Dal giugno 2013 torna all'Udinese, occupandosi del settore giovanile.
Giovanni Villari, il p r e s i d e n t i s s i m o, non è certamente un personaggio nuovo, un parvenu, Per dirla tutta è un qualificato addetto ai lavori. Ha sempre lavorato per i giovani, al servizio dello sport. In modo particolare del calcio. Uno, che ha lavorato per togliere i giovani dalla strada e dalle sue perverse tentazioni. Con la Pro Torre, ha percorso tutta la storia di questa società. Dalla terza categoria, alla seconda, sino alla prima. Poi è approdato da presidente o co-presidente, in Promozione, in Eccellenza, in serie D… Bagaladi, Bagaladi San Lorenzo, Vallata Bagaladi San Lorenzo, Valle Grecanica. Trent’anni di vita, di storia. Personaggio di prima grandezza, senza nulla togliere all’altro presidente Giovanni dottor Maesano, tanto per dare a Cesare, quel che è di Cesare. Eroe di tante battaglie in giro per la Calabria, sempre con la pompa in mano come i Vigili del Fuoco, per spegnere gl’incendi. Una serietà personale e professionale che ha pochi emuli. La FIGC, sempre attenta a queste cose, non si è lasciata sfuggire l’occasione per gratificarlo con dei riconoscimenti a livello nazionale, Un dirigente federale della FIGC addirittura. Troppa grazia Sant’Antonio. Ma nessuno gli ha regalato niente. L’Udinese è una delle società più prestigiose del Campionato Italiano.

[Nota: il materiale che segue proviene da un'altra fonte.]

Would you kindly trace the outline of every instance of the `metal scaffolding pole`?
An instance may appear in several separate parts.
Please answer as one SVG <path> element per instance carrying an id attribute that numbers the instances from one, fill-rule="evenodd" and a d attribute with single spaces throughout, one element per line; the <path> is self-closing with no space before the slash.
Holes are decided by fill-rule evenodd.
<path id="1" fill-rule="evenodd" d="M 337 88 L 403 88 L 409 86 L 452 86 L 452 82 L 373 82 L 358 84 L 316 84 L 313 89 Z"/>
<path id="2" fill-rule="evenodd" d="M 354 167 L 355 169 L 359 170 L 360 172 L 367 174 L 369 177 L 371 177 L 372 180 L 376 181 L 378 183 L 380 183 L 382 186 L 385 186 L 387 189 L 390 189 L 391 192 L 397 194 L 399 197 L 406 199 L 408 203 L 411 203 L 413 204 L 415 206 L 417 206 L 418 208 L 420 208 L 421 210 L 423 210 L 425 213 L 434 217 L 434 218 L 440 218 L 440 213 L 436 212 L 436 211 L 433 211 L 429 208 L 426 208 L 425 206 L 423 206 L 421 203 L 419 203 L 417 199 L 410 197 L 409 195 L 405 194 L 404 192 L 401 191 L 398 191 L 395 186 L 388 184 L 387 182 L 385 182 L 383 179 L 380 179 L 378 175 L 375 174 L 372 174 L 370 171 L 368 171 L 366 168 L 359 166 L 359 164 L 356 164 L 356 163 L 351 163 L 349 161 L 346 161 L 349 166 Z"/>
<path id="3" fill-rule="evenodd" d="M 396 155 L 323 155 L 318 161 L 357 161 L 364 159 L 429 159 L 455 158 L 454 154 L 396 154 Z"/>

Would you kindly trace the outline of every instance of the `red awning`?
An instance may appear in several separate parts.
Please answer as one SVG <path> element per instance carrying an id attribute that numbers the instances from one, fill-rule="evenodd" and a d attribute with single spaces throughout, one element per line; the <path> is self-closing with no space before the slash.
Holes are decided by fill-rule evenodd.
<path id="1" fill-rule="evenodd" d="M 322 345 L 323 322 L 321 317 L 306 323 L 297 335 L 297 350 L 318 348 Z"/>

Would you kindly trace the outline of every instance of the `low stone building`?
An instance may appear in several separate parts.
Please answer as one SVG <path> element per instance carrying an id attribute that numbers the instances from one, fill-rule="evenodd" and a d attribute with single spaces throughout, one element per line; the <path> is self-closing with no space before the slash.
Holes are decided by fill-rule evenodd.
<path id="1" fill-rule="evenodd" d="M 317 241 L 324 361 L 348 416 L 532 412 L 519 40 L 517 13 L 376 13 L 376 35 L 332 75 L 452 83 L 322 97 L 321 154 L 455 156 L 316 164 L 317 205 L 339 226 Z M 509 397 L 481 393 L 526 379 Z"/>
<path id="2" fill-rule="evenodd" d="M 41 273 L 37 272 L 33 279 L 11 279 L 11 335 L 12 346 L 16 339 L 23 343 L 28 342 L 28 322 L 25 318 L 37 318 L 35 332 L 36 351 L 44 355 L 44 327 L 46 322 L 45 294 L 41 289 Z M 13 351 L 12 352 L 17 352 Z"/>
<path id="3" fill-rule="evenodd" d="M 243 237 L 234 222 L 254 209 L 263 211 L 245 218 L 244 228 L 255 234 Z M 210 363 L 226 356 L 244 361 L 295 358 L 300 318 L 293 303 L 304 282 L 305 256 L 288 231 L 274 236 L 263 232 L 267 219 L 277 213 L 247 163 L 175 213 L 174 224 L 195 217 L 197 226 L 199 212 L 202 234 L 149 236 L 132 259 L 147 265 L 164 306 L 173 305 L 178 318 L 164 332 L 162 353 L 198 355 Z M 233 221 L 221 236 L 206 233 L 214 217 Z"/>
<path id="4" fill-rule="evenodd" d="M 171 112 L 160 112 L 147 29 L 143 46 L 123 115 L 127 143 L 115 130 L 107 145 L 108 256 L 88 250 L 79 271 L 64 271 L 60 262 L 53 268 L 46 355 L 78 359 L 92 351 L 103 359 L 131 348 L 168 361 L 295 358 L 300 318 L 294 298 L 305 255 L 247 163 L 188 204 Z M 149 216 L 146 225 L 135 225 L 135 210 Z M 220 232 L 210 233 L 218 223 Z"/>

Logica voleva che per l’affiliazione ai colori bianconeri, si facesse una selezione su tutto il territorio nazionale come hanno sottolineato i tre dirigenti scesi in Calabria. Loro, lavorano per garantire alle famiglie ai ragazzi, ai tecnici, ai preparatori atletici, agli psicologi ed altre figure apicali, che comunque lavorano in sinergìa fianco a fianco, un ambiente sereno, a misura di ragazzo. Per intenderci un habitat, immerso nel verde, nella natura e nell’ossigeno. L’elemento catalizzatore dev’essere il dialogo ed il confronto delle idee. Un vero e proprio imperativo categorico. Formare l’uomo ed il cittadino. La pedagogia applicata al gioco del calcio. A prescindere dal fatto, che oramai moltissime società si stiano orientando verso l’inserimento di uno psicologo, psico-terapeuta, guru specialista in yoga ecc. Un pomeriggio memorabile, anche per i bagnanti a migliaia. Mai visto un pienone così. Neanche ai tempi d’oro, di vacche grasse, spighe piene ed opulenza. Sul Lungomare dei Mille e suo prolungamento sino alla “Zagara”, non abbiamo potuto trovare un buco, per metterci dentro la macchina. Nemmeno dietro la spiaggia. L’appuntamento, era per le ore 17,30, ma gli ospiti, non hanno potuto conquistare un posto al… bagno penale della“Cayenna”… periferia di Timbuctu, se non dopo le ore 1800… quaranta gradi “a Londra”. Gianni Villari ha voluto che a schiamazzare, dietro un microfono, fossimo noi.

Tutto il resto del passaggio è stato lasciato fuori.